Nun war die Zeit gekommen, dass mein Kind nicht nur zu Hause so sein wollte, wie er sich richtig fühlt und drängelte sehr, sein Geheimnis seinen Freunden und Mitschülern preis zu geben. Ich machte also einen Termin mit seiner Lehrerin und der Direktorin. Ich hatte ein mulmiges Gefühl, da ich nicht wußte wie sie reagieren werden. Als es dann aber ausgesprochen war und die Lehrerin uns volle Unterstützung zusagte, war ich um Einiges erleichtert. Wir bereiteten dann gemeinsam das Outing in der Schule vor. Nach den Winterferien sollte es dann soweit sein. Die Lehrerin begrüßte die Klasse und sagte, dass ein Kind die Klasse verlassen hat und eins neu dazu gekommen war und dann stellte sich mein kleiner Held vor die ganze Klasse, erzählte seine Geschichte und bat seine Mitschüler ihn ab jetzt mit seinem neuen Namen anzusprechen. Was hat dieser kleine Kerl da für einen Löwenmut bewiesen. Und dieser sollte auch belohnt werden. Die Kinder waren sehr verständnisvoll und probierten gleich den schönen neuen Namen aus und das Eis war gebrochen. Ich war so, so stolz auf den kleinen Kerl. So verging die Anfangszeit ohne große Probleme. In der Schule und auch im näheren Umfeld wurde mein Sohn so genommen wie er eben ist und wir gingen einen Schritt nach dem anderen. Es standen Untersuchungen an, Psychologentermine und different people stand uns immer mit Rat und Tat zur Seite. Wir haben viele gute Tipps bekommen und auch wenn es mal nicht ganz so einfach war, konnten wir uns immer dahin wenden. Hier wurden Tränen weggetrocknet und Kontakte hergestellt, wichtige Empfehlungen für den weiteren Weg gegeben und wir haben andere Familien mit ähnlichen Geschichten kennengelernt. Es war unglaublich wichtig zu wissen, dass man nicht alleine ist.
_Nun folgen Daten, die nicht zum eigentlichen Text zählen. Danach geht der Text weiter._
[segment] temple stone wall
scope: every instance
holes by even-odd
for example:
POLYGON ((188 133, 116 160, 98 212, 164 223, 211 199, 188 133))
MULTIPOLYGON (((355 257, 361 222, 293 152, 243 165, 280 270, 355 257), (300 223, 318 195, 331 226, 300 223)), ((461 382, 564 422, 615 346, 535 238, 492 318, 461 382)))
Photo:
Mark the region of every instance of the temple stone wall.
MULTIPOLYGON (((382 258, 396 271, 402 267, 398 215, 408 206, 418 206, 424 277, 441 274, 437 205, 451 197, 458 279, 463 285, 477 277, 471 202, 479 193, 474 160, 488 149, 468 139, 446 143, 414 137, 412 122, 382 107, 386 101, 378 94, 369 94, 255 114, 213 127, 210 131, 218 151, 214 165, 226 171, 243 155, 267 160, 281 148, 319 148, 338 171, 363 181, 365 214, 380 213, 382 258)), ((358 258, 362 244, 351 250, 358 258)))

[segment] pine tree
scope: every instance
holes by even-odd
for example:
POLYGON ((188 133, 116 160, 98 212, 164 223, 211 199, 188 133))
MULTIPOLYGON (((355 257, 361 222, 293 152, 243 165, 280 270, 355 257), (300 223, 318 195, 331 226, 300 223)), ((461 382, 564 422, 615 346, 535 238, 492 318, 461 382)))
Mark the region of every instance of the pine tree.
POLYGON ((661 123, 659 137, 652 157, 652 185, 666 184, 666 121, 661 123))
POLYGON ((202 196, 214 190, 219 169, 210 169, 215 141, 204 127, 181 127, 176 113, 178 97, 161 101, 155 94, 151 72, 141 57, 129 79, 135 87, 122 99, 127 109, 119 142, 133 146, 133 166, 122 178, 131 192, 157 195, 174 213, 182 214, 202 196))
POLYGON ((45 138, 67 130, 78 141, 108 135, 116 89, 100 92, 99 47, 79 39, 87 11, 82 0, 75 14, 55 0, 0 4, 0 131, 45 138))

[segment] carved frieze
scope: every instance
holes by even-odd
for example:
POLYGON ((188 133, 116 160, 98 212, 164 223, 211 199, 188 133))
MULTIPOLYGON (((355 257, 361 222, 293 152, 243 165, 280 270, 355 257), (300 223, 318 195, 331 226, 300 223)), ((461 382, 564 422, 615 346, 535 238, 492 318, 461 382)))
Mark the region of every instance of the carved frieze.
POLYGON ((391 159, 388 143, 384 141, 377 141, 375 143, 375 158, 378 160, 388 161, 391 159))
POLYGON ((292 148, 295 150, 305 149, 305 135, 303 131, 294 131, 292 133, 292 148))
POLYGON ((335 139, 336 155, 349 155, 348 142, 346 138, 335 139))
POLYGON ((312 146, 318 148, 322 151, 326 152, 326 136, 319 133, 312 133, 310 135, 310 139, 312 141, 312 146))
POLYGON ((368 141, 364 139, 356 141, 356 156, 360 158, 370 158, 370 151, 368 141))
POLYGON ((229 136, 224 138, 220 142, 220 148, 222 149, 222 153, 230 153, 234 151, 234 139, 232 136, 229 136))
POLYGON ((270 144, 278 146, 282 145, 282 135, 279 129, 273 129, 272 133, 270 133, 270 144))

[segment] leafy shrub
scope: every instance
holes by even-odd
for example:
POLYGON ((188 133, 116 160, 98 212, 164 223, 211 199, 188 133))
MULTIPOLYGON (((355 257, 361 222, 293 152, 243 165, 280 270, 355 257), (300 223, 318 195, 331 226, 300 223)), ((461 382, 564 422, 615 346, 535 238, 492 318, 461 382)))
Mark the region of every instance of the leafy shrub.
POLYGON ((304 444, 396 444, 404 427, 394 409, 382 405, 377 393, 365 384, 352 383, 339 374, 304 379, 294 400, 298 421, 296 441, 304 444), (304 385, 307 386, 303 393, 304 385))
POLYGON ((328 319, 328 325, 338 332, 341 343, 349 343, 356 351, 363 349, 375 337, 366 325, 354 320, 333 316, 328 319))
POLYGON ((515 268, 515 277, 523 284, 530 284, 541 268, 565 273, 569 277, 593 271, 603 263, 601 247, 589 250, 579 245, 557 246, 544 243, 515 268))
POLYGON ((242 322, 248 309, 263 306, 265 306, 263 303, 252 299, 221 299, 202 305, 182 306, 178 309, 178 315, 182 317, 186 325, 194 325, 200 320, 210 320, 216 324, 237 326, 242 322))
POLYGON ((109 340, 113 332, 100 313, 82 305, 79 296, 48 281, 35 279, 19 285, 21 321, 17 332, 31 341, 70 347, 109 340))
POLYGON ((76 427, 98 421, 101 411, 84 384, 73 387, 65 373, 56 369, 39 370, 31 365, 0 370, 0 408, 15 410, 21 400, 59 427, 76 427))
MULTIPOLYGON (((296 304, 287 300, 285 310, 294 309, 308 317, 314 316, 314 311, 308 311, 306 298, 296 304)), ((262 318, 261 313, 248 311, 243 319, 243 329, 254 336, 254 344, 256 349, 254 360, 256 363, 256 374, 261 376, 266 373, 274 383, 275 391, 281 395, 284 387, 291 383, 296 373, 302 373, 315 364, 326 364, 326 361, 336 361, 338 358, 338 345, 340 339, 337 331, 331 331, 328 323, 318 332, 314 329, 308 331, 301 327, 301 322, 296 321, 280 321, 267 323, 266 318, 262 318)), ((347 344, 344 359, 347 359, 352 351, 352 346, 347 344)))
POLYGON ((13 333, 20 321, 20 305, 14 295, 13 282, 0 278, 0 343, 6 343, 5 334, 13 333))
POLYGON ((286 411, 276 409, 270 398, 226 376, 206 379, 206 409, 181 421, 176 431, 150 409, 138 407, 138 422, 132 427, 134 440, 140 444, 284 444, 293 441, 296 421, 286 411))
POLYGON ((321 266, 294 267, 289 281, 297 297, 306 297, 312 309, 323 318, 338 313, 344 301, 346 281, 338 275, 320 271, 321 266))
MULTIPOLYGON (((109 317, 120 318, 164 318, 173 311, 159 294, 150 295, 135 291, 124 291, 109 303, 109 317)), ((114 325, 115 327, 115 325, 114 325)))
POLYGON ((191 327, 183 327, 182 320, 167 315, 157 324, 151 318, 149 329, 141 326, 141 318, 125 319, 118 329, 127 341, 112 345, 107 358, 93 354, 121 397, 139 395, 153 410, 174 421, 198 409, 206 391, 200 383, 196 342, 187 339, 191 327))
Heute ist mein Sohn 15 Jahre alt, geht aufs Gymnasium, hat Freunde die ihn so nehmen wie er ist und ich bin sehr, sehr glücklich, dass er in so jungen Jahren den Mut hatte, sich mir anzuvertrauen um sein eigenes Ich zu finden. Egal was da noch auf uns zukommen wird, wir werden den Weg gemeinsam gehen und ich werde immer hinter meinem Sohn stehen, auch wenn ich meine kleine Tochter vor 6 Jahren zurück lassen musste.